Forums

meaninglessness of tactics trainer stats

Sort:
chris_miner

If I can remember a problem from last time I saw it, then I'll use that knowledge to solve the problem.  Solving a tactics problem the very first time I've seen it is an entirely different situation.  I'm pretty sure including 2nd (3rd, 4th?) attempts in the stats makes them meaningless.

Each time a person sees the same puzzle they are likely to solve it more quickly.  This artificially lowers the average time and messes up the standard deviations.  Lots of problems are much easier to solve the second time you see them.

A problem's rating should be determined solely by outcome of the first time a person sees the problem.  I don't care if the problems come up again during training, but subsequent outcomes shouldn't be used to adjust either the puzzle's or the trainee's rating.

notmtwain
chris_miner wrote:

If I can remember a problem from last time I saw it, then I'll use that knowledge to solve the problem.  Solving a tactics problem the very first time I've seen it is an entirely different situation.  I'm pretty sure including 2nd (3rd, 4th?) attempts in the stats makes them meaningless.

Each time a person sees the same puzzle they are likely to solve it more quickly.  This artificially lowers the average time and messes up the standard deviations.  Lots of problems are much easier to solve the second time you see them.

A problem's rating should be determined solely by outcome of the first time a person sees the problem.  I don't care if the problems come up again during training, but subsequent outcomes shouldn't be used to adjust either the puzzle's or the trainee's rating.

There are 56,399 problems in the Tactics Trainer. How many people have seen them all 3, 4 or 5 times?

If you look at that chart I linked, which shows the ratings distribution of the problem set, more than 50% of the problems (31, 243) are rated from 1150 to 1250, which probably means that most problem ratings aren't affected by the few players who have become obsessive about Tactics Trainer and have made several hundred thousand problem attempts (because their repeated attempts would tend to be made on the higher rated problems).

baddogno

And then of course we have old codgers who can see a problem umpteen times and still can't get it right. Embarassed Laughing

notmtwain

If you look at that chart you can also see the number of attempts made on each problem. All but 11 problems have less than 24,000 attempts.

The top 11 each have 175.000+ attempts. To me, it seems likely that this means that most people try these first 11 problems and then give up.

When you have 11 million members, 175,000 attempts is not a lot. Evidently, Tactics Trainer is not very popular with most of the 11 million. They haven't even tried it.
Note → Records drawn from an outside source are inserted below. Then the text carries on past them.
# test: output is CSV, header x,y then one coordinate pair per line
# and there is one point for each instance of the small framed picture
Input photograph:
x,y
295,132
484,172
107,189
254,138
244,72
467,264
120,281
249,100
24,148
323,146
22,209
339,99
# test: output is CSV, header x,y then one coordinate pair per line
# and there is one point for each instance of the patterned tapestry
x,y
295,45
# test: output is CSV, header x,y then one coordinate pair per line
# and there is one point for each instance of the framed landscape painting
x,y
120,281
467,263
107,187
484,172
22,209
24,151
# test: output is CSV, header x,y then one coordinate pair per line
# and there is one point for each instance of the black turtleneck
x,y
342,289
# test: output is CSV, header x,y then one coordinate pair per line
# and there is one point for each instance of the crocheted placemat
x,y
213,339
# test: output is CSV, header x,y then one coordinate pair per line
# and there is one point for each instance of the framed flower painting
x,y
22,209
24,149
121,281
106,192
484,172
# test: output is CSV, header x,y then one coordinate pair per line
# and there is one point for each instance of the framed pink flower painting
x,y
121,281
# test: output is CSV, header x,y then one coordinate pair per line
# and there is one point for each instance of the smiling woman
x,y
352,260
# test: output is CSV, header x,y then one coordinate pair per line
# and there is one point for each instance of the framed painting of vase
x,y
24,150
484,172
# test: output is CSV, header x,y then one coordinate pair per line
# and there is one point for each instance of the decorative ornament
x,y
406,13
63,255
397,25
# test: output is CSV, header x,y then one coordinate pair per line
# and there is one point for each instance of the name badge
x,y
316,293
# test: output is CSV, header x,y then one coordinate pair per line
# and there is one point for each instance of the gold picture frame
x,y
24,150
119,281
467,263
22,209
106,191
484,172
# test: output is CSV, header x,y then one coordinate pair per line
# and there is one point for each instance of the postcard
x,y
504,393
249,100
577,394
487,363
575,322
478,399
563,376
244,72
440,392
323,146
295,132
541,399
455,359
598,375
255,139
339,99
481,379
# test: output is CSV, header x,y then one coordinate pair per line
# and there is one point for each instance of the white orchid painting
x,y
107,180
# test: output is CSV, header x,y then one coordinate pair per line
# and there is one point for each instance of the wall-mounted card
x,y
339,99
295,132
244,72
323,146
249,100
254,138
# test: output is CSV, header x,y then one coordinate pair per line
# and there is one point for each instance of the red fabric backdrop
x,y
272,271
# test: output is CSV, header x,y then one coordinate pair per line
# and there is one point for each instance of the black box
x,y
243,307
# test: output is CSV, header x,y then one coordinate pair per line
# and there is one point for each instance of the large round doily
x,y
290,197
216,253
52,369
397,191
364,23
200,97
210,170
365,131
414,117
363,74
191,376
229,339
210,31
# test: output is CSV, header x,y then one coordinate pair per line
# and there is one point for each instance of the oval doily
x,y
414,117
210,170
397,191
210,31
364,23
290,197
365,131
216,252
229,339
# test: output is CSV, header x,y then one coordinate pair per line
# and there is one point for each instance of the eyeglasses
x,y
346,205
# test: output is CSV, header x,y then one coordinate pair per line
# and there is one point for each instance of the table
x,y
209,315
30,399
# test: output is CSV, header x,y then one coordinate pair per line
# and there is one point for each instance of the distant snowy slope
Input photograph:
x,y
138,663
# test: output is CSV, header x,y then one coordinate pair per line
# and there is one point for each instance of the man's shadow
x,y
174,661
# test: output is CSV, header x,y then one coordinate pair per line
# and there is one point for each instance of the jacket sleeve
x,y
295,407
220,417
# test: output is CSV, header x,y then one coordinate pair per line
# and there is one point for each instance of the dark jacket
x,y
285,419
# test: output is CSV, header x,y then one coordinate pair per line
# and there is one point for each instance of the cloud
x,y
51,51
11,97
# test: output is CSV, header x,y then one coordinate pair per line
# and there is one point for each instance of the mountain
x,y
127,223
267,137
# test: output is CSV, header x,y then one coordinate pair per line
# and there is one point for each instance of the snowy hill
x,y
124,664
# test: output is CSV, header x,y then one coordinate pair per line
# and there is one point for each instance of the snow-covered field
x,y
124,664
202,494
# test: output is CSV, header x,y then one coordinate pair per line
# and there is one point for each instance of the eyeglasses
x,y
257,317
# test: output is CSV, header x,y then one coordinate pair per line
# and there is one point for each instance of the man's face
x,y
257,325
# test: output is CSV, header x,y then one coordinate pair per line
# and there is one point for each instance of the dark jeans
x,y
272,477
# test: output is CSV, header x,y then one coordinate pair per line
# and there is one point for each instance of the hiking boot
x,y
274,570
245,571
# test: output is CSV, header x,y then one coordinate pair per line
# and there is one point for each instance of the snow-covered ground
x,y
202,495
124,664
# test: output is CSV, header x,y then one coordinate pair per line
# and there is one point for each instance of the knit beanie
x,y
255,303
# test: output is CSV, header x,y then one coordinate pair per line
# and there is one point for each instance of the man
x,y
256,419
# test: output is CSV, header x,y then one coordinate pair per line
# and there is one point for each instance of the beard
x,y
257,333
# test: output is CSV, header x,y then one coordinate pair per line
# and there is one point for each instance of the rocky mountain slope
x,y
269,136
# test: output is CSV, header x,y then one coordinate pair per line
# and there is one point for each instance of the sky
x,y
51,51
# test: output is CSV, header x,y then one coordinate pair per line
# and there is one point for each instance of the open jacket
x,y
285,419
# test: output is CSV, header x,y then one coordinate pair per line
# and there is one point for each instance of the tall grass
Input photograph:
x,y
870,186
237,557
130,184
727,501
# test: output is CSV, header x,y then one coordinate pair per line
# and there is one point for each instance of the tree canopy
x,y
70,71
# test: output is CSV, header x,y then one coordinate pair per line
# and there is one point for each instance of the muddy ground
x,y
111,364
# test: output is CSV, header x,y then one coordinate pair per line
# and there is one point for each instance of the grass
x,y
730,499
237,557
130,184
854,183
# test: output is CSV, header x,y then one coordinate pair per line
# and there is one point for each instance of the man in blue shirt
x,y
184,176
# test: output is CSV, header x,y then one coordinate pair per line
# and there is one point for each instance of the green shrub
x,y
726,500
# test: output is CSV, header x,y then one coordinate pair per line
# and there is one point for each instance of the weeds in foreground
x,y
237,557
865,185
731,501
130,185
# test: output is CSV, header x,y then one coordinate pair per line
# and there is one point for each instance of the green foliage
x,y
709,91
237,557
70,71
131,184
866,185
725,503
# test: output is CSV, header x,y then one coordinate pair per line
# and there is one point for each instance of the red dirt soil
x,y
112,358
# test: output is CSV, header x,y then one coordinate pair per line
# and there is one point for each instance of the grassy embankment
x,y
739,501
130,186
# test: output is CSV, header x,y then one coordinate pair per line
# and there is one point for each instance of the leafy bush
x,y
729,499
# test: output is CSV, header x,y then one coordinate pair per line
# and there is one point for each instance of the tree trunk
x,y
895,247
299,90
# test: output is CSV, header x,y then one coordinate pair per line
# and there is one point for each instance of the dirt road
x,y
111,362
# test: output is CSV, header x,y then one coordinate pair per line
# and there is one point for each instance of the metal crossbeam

// Of course, chess.com's counters may be inaccurate. The number of attempts seems awfully low.

chris_miner
I'm certainly not claiming that anyone has seen all the problems up to five times.  I'm claiming is that people seeing a problem more than once skews the statistics.  That's factually true.
 
Anecdotally, if you read the comments you can see some go so far as to note that they've managed the problem on their 2nd or 3rd try.  Which is what got me thinking about how that affects the average solution times and how problems / players are rated.
 
The bit about 11 milion players vs. 175k attemps for a single problem is probably misleading.  There are 386 million total attempts for the 11 million members, so that's about 35 puzzle attempts per user.
 
But if you look at the graphs tool-tips you'll see the number of players in each 100 point rating zone and those ad up to 93k.  So that's 386 million / 93k or 4150 attempts per tactics user.  There are only 56,399 puzzles.
 
Probably people only work on only a subset of those 56,399 puzzles.  For example puzzles right around their tactics rating +-50.  For example the 3528 players with a tactics rating between 350 and 450 might have about 23 k puzzles between 400 and 500.  I say might because I can only get up to page 100 in the puzzle listings.  I saw one of those puzzles had 2459 attempts.  This is more anecdotal evidence that players are seeing the same puzzle more than once.  That skews the results.
 
I don't know how many problems there are in the 1150 to 1250 range.  Probably the same number as in the 400 - 500 range.  But there you have 31243 players.  218767 (problem# 793 w/ 1173 rating) attempts spread over 31k players leads me to think there would be 2nd and 3rd attempts on this particular puzzle.  Especially as people stall in their progress.
notmtwain
chris_miner wrote:
I'm certainly not claiming that anyone has seen all the problems up to five times.  I'm claiming is that people seeing a problem more than once skews the statistics.  That's factually true.
 
Anecdotally, if you read the comments you can see some go so far as to note that they've managed the problem on their 2nd or 3rd try.  Which is what got me thinking about how that affects the average solution times and how problems / players are rated.
 
The bit about 11 milion players vs. 175k attemps for a single problem is probably misleading.  There are 386 million total attempts for the 11 million members, so that's about 35 puzzle attempts per user.
 
But if you look at the graphs tool-tips you'll see the number of players in each 100 point rating zone and those ad up to 93k.  So that's 386 million / 93k or 4150 attempts per tactics user.  There are only 56,399 puzzles.
 
Probably people only work on only a subset of those 56,399 puzzles.  For example puzzles right around their tactics rating +-50.  For example the 3528 players with a tactics rating between 350 and 450 might have about 23 k puzzles between 400 and 500.  I say might because I can only get up to page 100 in the puzzle listings.  I saw one of those puzzles had 2459 attempts.  This is more anecdotal evidence that players are seeing the same puzzle more than once.  That skews the results.
 
I don't know how many problems there are in the 1150 to 1250 range.  Probably the same number as in the 400 - 500 range.  But there you have 31243 players.  218767 (problem# 793 w/ 1173 rating) attempts spread over 31k players leads me to think there would be 2nd and 3rd attempts on this particular puzzle.  Especially as people stall in their progress.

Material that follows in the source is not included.